Little Indie Games Worth Knowing About (Probably)

I played the Trigon: Space Story demo.

It felt a lot like someone played FTL and thought “What if we remade FTL, but on a spaceship… In space.”

There may be more to crew management and ship construction it in the full game, but the demo felt very derivative.

It’s amazing how FTL spawned its own little subgenre.

Too bad about the name, though. I hear Trigon, my mind goes…

trigon

Have you seen Fermi Paradox? It’s like playing Reigns, except instead of a king you are effectively god, making decisions that impact how the universe develops. It’s…odd.

Sounds like I need to try Terra Nil

Funny, because this is all I get

I’ve not but it looks great, thank you!

I gave The Sequence 2 demo a spin. It labels itself as a zach-like - that made me pull the trigger. It’s probably most similar to Opus Magnum, out of the Zachtronics game I’ve played - you push a thing towards one or more goals. There is a decent puzzle game here I feel, but damn it’s sooo slow in giving me more tools/challenges. It’s level 25 before it introduces a new mechanic, and a ton of levels are basically identical. Also, everything is strictly sequential, so I didn’t get that sweet “clockwork” feeling I got when playing Opus Magnus or Spacechem.

Edit: doh, it’s called sequential and I didn’t like that it’s sequential. That dawned om me just now.

It bored me enough to get me to remove it from my wish list.

Yeah, I think that’s where I am as well.

Holy crap, installing this right now :O

I played a bunch more of the indie demos up for a short time on Xbox as well.
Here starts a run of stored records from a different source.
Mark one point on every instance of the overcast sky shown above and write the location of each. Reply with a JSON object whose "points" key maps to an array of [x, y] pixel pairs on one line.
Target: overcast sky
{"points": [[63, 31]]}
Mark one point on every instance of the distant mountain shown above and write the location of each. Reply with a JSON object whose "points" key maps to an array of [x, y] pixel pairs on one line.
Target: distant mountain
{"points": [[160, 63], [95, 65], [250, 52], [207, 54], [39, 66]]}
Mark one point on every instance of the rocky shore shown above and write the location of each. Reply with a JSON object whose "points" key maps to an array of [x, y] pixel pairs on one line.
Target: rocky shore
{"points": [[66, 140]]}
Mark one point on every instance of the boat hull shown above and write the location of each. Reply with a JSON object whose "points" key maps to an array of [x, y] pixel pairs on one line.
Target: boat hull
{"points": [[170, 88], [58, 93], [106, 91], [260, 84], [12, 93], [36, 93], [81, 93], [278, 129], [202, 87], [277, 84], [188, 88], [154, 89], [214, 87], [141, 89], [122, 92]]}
Started with Faraday Protocol, which seems fairly Portal-like, in that you’re moving through a series of rooms designed to test your ability to navigate and escape them. Kind of fun, but didn’t really move me.
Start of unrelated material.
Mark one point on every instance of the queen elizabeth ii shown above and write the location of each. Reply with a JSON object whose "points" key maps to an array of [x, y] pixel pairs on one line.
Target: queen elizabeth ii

Then tried Lake, which I oddly enjoyed quite a bit. I say oddly because, for the demo at least, it’s basically a mailman simulator. It’s set in a small Oregon town and I was constantly expecting some sort of Lynchian twist, but it never came. I’m sure there’s more to the full game, but I did kind of enjoy just delivering mail and meeting the townsfolk. If that’s all there is, I wouldn’t really object.

Then I tried Riftbreaker, which I believe will be coming to Game Pass later in the year. I like the idea, building a base and keeping it protected while you’re mining or exploring and what not. But I couldn’t seem to keep the whole darn thing powered, so I gave up a short way in. I’m sure I missed some critical bit of exposition.

Then I tried Sail Forth, which I wanted to enjoy more than I did. I respect it for making you actually care about the direction and speed of the wind, and how you should manage your sails to keep moving (unlike some sailing games I won’t mention cough Black Flag cough) but I didn’t really get much out of it, just sailing around, shooting enemies with a cannon while they shoot you. Looks like much larger and tougher ships like brigantines are eventually available, but I never had the resources to buy one. I’ll put this one in the “we’ll see” pile.

Last, I tried Sable, which I again wanted to like more than I did. It looks like an interesting world, but I kept getting stuck trying to climb some temple thingie. You have a stamina meter for strength and can only climb so far, and if you run out of stamina you just drop. You don’t die, there doesn’t seem to be fall damage, but you have to start all over and I just wasn’t in the mood. We’ll see how this one shapes up too.

While it didn’t grab me the way I’d hoped, the concept is great and I’m not at all surprised that you really liked it.

You guys covered it but I tried Terra Nil and decided it’s more of a puzzle game than an actual city builder; that took it down a few notches in my book.

I tried it as well and really liked it. The demo is short and pretty easy, and it’s fun figuring out what all the stuff does. And the transformation of the landscape from wasteland to wilderness is pretty awesome–great animations and charming graphics. I’m curious where it goes from there, but I wishlisted it.

I fiddled around with this demo a bit and quite enjoyed it:

Every building has four (or more) attributes that affect what it looks like and how effective it is. Some buildings lower or raise the attributes in area around them. Decorations can be placed to improve the attributes. Sort of a feng shui your way to victory.

I wanted to see what the “monster attack” thing looks like but haven’t triggered one.

Many tooltips and dialogs have not been translated, but you can still mostly figure everything out.

Ooooh, a demo for Lake! Thanks for mentioning it.

Indie first person action roguelike dungeon crawler.

Spy Hunter style 3D runner mobile port.

SNKRX, great simplistic indie game that combines lots of mechanics from different sources in a novel way without any bloat.
Arena action roguelike with auto chess synergies.

I made a thread for it:

Part of Apple Arcade, fyi

Yes! Great to see SNKRX getting mentioned here.

My friend wrote about it a month ago and for a couple of quid it’s a really interesting little action game, very tough and runs are short enough for quick sessions. It’s changed a lot even in the last week or two since I started playing it. Lots of quality of life improvements and other tweaks. Definitely worth checking out.